Pang Karl H, Noon Aidan P
Academic Urology Unit, University of Sheffield, Sheffield, UK.
Department of Urology, Royal Hallamshire Hospital, Sheffield, UK.
Transl Androl Urol. 2019 Feb;8(1):101-107. doi: 10.21037/tau.2018.09.06.
Bladder cancer (BC) is a common disease in both sexes and majority of cases present as non-muscle invasive BC (NMIBC). The percentage of NMIBC progressing to muscle invasive BC (MIBC) varies between 25% and 75% and currently there are no reliable molecular markers that may predict the outcome of high-risk (HR) NMIBC. Transurethral resection of the bladder tumour (TURBT) with intravesical bacillus Calmette-Guérin (BCG) or immediate radical cystectomy (RC) are the current gold standard treatment options. The European Association of Urology (EAU) guidelines recommend immediate or delayed RC for HR- and a subgroup of "highest-risk" NMIBC. These cases include pT1, carcinoma in-situ (CIS), multifocal disease, histological variants such as micropapillary and sarcomatoid, and patients who have contraindications to, or have failed with BCG. The comparative risks between maintenance BCG (mBCG) and immediate RC are unclear. However, RC may give patients the best oncological outcome.
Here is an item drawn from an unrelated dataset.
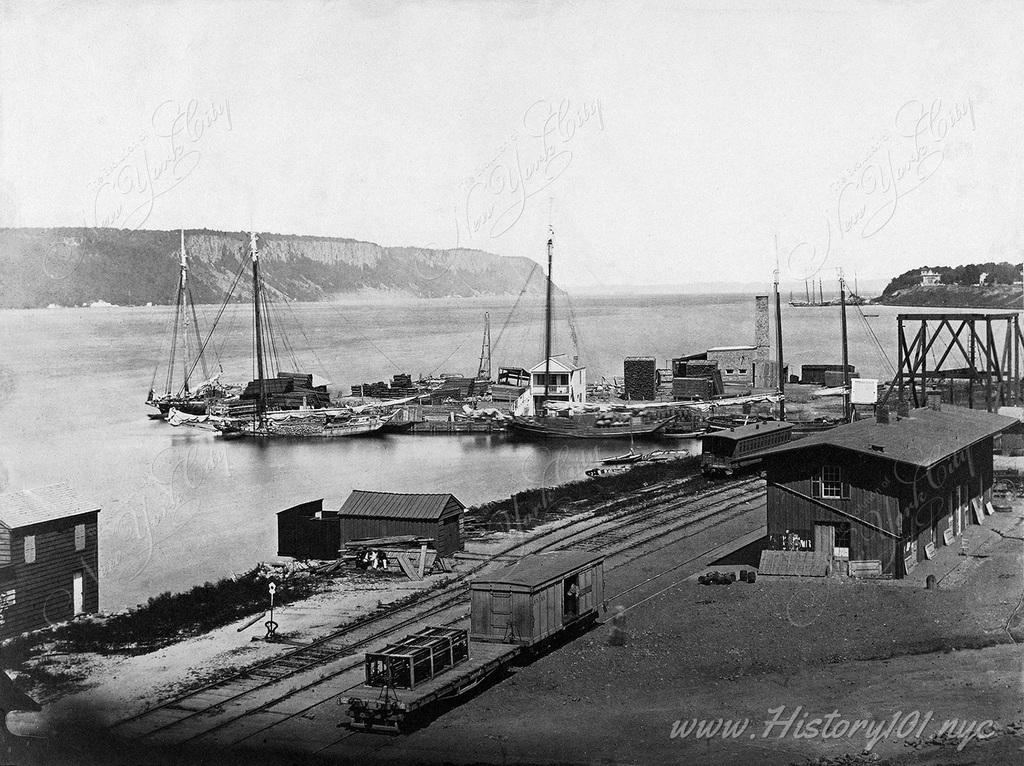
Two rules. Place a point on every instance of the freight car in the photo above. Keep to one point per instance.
(515, 612)
(729, 452)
膀胱癌(BC)是一种常见的两性疾病,大多数病例表现为非肌层浸润性膀胱癌(NMIBC)。NMIBC进展为肌层浸润性膀胱癌(MIBC)的比例在25%至75%之间,目前尚无可靠的分子标志物可预测高危(HR)NMIBC的预后。经尿道膀胱肿瘤切除术(TURBT)联合膀胱内卡介苗(BCG)或立即根治性膀胱切除术(RC)是目前的金标准治疗方案。欧洲泌尿外科学会(EAU)指南建议对HR-NMIBC和“最高风险”NMIBC的一个亚组立即或延迟行RC。这些病例包括pT1、原位癌(CIS)、多灶性疾病、组织学变异如微乳头和肉瘤样,以及对BCG有禁忌证或BCG治疗失败的患者。维持性BCG(mBCG)和立即RC之间相对风险尚不清楚。然而,RC可能给患者带来最佳的肿瘤学结局。